Maybe this was why so many books on the sooths had been burned, thought Hesina dryly. Imagine the outrage if schoolchildren found a shortcut to immortality! But if being well read was, in fact, the only way to godhood, then Hesina must have been halfway there. To top off all her paperwork, her page had delivered a report on the court officials with connections to Kendi’a and hundreds of their archived memorials as handwriting samples. The stacks were huge, towering in spires on her desk. As Hesina went through them, more and more people gathered on the terraces outside the palace. Everyone was waiting for the trial to open. There was a murderer roaming the kingdom, and they wanted the person found.

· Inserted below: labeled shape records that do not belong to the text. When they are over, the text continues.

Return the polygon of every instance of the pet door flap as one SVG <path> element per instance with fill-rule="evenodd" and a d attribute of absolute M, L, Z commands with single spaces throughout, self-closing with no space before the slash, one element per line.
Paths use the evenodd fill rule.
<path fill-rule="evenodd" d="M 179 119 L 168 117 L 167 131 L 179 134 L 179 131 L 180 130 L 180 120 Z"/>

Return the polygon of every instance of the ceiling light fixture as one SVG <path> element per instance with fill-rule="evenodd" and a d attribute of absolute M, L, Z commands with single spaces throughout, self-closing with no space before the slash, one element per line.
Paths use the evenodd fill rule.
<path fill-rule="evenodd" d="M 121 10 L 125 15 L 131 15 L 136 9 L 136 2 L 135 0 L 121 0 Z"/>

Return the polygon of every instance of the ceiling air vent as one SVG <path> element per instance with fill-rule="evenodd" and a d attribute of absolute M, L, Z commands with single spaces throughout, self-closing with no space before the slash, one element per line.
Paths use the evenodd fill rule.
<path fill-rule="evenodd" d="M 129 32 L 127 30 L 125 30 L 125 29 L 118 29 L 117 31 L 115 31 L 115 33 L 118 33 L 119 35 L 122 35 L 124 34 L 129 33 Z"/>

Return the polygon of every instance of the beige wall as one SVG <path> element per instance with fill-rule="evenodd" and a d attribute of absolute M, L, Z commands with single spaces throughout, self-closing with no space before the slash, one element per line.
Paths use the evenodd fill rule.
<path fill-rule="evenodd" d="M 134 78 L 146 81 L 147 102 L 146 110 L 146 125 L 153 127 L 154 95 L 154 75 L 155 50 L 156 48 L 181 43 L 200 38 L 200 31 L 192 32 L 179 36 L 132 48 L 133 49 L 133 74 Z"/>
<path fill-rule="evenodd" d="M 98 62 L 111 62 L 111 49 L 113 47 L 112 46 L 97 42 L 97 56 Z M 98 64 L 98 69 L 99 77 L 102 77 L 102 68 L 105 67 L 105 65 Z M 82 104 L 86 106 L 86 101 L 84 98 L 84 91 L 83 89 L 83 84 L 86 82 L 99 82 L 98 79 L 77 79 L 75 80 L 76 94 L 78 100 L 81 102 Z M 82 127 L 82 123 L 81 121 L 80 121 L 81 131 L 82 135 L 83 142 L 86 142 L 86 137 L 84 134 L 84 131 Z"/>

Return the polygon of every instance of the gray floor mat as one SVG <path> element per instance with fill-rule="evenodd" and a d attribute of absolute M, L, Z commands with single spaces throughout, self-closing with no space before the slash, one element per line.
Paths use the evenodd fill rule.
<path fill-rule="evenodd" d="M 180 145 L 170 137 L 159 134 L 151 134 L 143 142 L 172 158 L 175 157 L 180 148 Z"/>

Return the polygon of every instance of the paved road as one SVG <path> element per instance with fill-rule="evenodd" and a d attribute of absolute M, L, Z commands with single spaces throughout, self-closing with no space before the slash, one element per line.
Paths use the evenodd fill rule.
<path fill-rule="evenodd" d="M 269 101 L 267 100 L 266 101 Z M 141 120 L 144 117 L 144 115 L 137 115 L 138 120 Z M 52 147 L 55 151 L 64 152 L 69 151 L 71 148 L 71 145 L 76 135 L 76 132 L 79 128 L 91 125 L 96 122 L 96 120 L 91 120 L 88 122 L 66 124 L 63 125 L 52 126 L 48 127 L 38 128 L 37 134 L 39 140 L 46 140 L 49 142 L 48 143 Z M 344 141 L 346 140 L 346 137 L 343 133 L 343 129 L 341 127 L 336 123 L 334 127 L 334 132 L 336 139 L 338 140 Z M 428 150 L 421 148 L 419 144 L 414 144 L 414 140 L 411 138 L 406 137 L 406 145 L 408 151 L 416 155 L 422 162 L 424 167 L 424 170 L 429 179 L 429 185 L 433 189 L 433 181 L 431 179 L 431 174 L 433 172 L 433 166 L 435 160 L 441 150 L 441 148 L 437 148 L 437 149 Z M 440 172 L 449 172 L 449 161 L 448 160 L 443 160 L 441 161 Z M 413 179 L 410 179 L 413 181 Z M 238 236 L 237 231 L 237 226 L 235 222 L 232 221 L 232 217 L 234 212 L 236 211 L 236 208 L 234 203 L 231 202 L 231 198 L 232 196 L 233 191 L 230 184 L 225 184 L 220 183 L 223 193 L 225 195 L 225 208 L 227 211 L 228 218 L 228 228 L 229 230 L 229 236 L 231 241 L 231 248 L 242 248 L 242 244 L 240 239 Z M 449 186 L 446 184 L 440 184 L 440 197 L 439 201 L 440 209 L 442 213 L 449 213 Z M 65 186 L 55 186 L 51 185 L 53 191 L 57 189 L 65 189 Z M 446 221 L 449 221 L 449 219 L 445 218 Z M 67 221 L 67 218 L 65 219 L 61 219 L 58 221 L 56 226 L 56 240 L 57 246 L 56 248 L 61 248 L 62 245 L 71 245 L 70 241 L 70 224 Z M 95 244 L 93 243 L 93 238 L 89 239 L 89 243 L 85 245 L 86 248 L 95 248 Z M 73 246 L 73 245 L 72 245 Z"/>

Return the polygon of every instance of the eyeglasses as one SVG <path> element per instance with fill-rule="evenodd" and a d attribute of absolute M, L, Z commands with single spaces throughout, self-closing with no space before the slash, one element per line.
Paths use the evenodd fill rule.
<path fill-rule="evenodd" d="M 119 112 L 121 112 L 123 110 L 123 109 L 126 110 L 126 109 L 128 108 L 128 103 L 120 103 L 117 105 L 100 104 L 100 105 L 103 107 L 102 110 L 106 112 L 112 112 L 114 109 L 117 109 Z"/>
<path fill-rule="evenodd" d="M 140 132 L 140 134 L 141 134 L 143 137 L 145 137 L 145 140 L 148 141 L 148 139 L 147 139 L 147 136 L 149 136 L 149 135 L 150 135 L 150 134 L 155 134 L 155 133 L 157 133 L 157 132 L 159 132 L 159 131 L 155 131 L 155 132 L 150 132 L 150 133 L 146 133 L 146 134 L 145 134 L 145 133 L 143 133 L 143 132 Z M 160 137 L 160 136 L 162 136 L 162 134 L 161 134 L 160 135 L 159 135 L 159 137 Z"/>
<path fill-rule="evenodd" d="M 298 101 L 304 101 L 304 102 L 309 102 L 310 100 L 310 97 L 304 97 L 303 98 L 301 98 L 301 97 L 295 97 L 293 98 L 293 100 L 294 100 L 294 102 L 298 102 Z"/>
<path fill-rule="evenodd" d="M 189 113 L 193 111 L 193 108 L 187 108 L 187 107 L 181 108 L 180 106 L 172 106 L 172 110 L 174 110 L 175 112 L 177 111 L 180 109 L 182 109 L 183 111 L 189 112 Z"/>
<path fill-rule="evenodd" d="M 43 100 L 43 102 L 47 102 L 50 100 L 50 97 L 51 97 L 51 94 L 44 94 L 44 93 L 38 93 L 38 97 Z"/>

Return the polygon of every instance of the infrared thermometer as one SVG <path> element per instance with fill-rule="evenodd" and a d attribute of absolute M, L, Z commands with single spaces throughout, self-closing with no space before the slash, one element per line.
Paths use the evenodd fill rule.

Hesina did too. But she’d also found murder in her own people’s eyes, and she couldn’t help but unfold, refold, and unfold the Investigation Bureau’s memorandum, creasing it like her brow. Justice was a muscle, Xia Zhong had said, but was it strong enough to withstand the people’s rage? Was the Bureau strong enough?

Some nights, she took her questions to the throne hall. She would stride down the enamel walk of python inlay, ascend the altar-like dais of black lacquer, and sit, a reredos fitted with twelve zitan and soapstone panels rising at her back, an empty assembly ground framed with faux gateways and cinnabar pillars spreading before her. Impossibly small beneath an impossibly high caisson ceiling commissioned by the relic emperors, Hesina would ask for advice and expect no reply. Vassals needed sleep, and none of their voices came close to her father’s.